すると、多くは虚構が大きく肥大したもの(自分で育てたもの)だったりします。
こんなこと(ストレス観察)、やる気でなくてぼけーっとしてるときにしか出来ないことですよね。

「死ぬな:生きていれば何とかなる」並木秀之

ずいぶん前ですが「五体不満足」の乙武さんを知ったときすごい衝撃を受けました。
不自由な体。しかしそれを単に個性だと捉え、世の中に出て健常者と変わらず、いやそれ以上に高い能力を発揮する人たち。
こういう方はきっと魂のレベルが本当に高く、与えられた宿命も通常の人生とは比べ物にならないような凄まじいもので、人間界での最後の大仕事をやるために生まれてこられたのだろうと思います。
この方も、そんな使命を持って生まれたお一人なのではないでしょうか。

立場は投資ファンド最高顧問。投資のプロです。
生まれた時から脊髄分裂症という重度の障害を持ち、長くは生きられないと言われていた並木氏。
排泄機能がきかないため、お腹からチューブが出ているそうです。
膀胱がんや白血病など5つのがんも経験。ご本人が言うには「病気のデパート」。
それでも生きていれば色んなことが起きる、ただそれだけでありがたい、というメッセージのつまった一冊です。
スピリチュアル系?と思って読み始めましたが、そういう体験や悟り話は一切ナシ。
借金で死にたいという相談者に、シャツをめくりあげて「こんな体でも生きてるんだ。あんたもがんばれ!」とお腹のチューブを見せて激励してきたとのこと。
とにかくすごい人がいたもんだと驚きました。

自分が働ける道が限られていることを早く知ることができたのは幸運でした。

勇気を与えてくれる素晴らしい言葉が随所にあるのでつらくなったときにぜひ読み返そうと思った本です。

この本のスゴイのはそれだけじゃない。
金融業界第一線で活躍する人ならではの冷静な経済分析です。

「通貨の価値が大資本家の意思に左右され、賭け事の対象になっている」
「富が、着実に手順を踏んできた人ではなく、ギャンブルに近いような投資をしている人のもとに集まっている。
富は労働の結果得られるものではなく、ギャンブルの結果得られるもののようになっている」

労働が富に結びつかないのであれば、労働の“普遍的価値”に目を向けるべき時代になっている、そろそろお金が人生の価値を決めるという短絡的な見方を見直さなければならないと並木氏は言います。
ご本人も、「バブルで大儲けしている頃より、ただ生きられればいいと思い定めてからの方が幸福感が大きい」のだそうです。

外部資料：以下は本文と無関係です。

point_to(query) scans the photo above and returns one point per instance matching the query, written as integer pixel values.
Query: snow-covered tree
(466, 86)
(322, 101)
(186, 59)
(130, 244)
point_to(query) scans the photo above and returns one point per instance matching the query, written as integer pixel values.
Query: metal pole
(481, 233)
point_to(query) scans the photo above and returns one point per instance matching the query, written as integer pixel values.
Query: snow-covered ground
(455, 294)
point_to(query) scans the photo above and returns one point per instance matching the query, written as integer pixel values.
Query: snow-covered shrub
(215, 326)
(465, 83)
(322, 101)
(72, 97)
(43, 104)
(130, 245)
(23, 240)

お金よりも大事なものがあるとか、幸せはお金では買えないとか、そういう説教めいた話は耳にタコ。
しかしこのような宿命を背負ってきた方の話には、反論の余地がありません。参りました。

まとめ

気分的にどうにもテンションが上がらないときは、「無理に上げることないか〜」と思い切ってしまった方が楽になったりします。そうこうしているうちに時間が経過し、身の回りの環境や状況が変わってきて、焦らなくても何かをしなければならない状況、気分になってくるものです。
でも、この気分の乗らない状態があまりに長く続いたり、体重増減するほどだったら、それは気分の問題ではないかもしれません。適切なカウンセリングや医療に相談した方が良いでしょう。